In cases of reciprocal discipline, the presumption is that we will impose the same sanction imposed in the original disciplining jurisdiction, and the burden is on respondent to rebut this presumption by clear and convincing evidence. Williams, 3 A.3d at 1182. In this case, respondent has not met this burden. He has engaged in deceitful and dishonest conduct, misappropriated funds by accepting client fees for himself despite knowing that those clients still owed fees to his firm, and commingled funds from clients with funds in his personal account. Indeed, the Maryland Court of Appeals even found that respondent engaged in criminal theft by depriving his law firm of client fees and using B & S time and resources for his personal gain in his side practice. Carithers, 25 A.3d at 196.

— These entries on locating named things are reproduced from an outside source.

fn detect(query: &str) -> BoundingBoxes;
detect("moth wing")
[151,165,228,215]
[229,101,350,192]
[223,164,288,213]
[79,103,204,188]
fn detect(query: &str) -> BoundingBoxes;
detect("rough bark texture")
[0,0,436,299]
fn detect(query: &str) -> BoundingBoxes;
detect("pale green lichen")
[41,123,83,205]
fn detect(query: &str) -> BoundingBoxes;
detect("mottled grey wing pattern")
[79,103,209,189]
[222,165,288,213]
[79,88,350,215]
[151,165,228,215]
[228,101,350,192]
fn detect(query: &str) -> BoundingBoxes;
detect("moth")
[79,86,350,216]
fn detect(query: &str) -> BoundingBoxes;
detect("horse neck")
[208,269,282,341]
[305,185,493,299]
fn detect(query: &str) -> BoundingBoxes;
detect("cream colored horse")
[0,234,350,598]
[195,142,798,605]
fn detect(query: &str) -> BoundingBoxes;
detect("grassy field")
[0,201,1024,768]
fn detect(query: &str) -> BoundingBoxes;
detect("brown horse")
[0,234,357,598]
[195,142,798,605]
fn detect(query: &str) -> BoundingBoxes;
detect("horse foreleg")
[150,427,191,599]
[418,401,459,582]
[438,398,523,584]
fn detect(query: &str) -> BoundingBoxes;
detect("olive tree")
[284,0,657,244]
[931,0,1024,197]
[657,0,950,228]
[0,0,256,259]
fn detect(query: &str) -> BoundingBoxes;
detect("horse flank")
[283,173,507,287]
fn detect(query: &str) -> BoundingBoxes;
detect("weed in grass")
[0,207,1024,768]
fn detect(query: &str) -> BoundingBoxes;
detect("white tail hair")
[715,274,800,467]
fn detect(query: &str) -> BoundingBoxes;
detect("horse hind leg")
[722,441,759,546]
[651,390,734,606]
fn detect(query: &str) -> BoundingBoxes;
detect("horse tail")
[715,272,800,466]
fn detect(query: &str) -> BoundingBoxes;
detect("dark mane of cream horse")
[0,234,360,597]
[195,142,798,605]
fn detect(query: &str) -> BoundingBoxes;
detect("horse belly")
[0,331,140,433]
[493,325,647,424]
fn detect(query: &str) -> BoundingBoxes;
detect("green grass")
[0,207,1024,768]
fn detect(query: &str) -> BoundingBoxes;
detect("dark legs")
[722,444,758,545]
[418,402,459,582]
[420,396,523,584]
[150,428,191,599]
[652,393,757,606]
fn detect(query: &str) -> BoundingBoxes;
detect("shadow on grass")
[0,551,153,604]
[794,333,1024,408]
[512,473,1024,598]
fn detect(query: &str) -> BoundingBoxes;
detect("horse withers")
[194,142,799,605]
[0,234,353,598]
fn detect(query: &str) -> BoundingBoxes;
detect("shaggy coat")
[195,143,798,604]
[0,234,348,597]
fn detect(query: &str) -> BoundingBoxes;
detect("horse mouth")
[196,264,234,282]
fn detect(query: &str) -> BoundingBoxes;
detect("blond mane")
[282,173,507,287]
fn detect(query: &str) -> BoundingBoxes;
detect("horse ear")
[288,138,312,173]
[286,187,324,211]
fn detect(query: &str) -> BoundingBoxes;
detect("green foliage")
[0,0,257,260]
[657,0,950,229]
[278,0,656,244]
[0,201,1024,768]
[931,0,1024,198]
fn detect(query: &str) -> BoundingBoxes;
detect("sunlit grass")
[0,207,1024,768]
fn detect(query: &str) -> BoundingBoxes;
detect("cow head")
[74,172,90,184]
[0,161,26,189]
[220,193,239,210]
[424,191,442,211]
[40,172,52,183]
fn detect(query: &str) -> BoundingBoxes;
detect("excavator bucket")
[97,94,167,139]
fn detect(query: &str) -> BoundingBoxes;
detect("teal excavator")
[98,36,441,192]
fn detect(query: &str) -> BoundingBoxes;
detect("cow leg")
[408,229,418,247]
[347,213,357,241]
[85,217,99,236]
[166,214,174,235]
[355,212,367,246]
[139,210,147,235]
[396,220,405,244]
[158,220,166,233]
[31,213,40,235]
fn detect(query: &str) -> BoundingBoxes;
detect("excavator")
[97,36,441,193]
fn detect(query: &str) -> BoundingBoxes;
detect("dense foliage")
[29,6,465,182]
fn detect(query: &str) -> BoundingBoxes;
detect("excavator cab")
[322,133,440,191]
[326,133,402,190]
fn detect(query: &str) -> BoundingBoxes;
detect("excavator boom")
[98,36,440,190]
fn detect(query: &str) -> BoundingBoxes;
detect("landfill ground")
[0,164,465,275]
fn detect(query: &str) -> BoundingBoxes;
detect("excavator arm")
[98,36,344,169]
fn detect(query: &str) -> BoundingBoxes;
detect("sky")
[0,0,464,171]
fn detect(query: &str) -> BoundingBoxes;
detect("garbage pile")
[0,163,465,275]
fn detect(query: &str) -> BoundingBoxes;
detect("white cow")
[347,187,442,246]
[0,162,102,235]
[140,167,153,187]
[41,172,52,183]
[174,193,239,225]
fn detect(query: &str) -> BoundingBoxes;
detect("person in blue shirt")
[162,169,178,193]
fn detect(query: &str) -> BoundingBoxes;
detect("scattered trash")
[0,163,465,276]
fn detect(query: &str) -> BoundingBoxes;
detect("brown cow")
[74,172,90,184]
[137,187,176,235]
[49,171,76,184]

It appears that respondent did not misappropriate any funds that were owed to his clients. Nevertheless, this entire course of conduct falls within the range of misconduct that would be met by disbarment in this jurisdiction. See In re Slattery, 767 A.2d 203, 205-06, 212-13, 219 (D.C.2001) (ordering disbarment where an administrative law judge was found to have committed theft by appropriating funds from a fraternal organization in his capacity as chapter president without authorization and to have lied to conceal the appropriation); In re Appier, 669 A.2d 731, 734, 741 (D.C.1995) (ordering disbarment where the court found that an attorney had committed theft by having clients pay him directly rather than paying his law firm); Addams, 579 A.2d at 193, 199 (noting that misappropriation does not require corrupt intent or that clients have complained of the misappropriation or felt harmed by it in order for there to be *1188grounds for disbarment). Therefore, respondent has not demonstrated that his misconduct would warrant discipline different from that imposed in Maryland, and the presumption of identical discipline applies.3
Accordingly, it is ORDERED that Michael R. Carithers, Jr., is hereby disbarred from the practice of law in the District of Columbia, effective immediately. For purposes of reinstatement, respondent’s disbarment shall be deemed to run from November 17, 2011, the date of his interim suspension.
. The Maryland court also found that Mr. Carithers had violated Rule 8.4(a), which states that it is professional misconduct for a lawyer to, among other things, “violate or attempt to violate the Maryland Lawyers’ Rules of Professional Conduct.’’ Carithers, 25 A.3d at 183, 198-99. The provisions of Rule 1.15(a) and Rules 8.4(a)-(d) are included in the District of Columbia Rules of Professional Conduct with the same numbering and almost identical wording.
. If respondent were arguing that the exceptions to identical reciprocal discipline concerning lack of due process, infirmity of proof, or lack of misconduct under the District of Columbia’s rules (exceptions 1, 2, and 5, respectively) applied to this case, a factual analysis might be required, see D.C. Bar R. XI, § 11(c), but respondent has not explicitly made such an argument. Even if such an argument is implied, he has not established, and the record does not show, that any of these exceptions applies to this case.
. Because we determine that the misconduct in this case would have resulted in the same sanction in this jurisdiction as in Maryland, we need not consider the second part of the two-step inquiry that would analyze whether any difference in punishment would be substantial.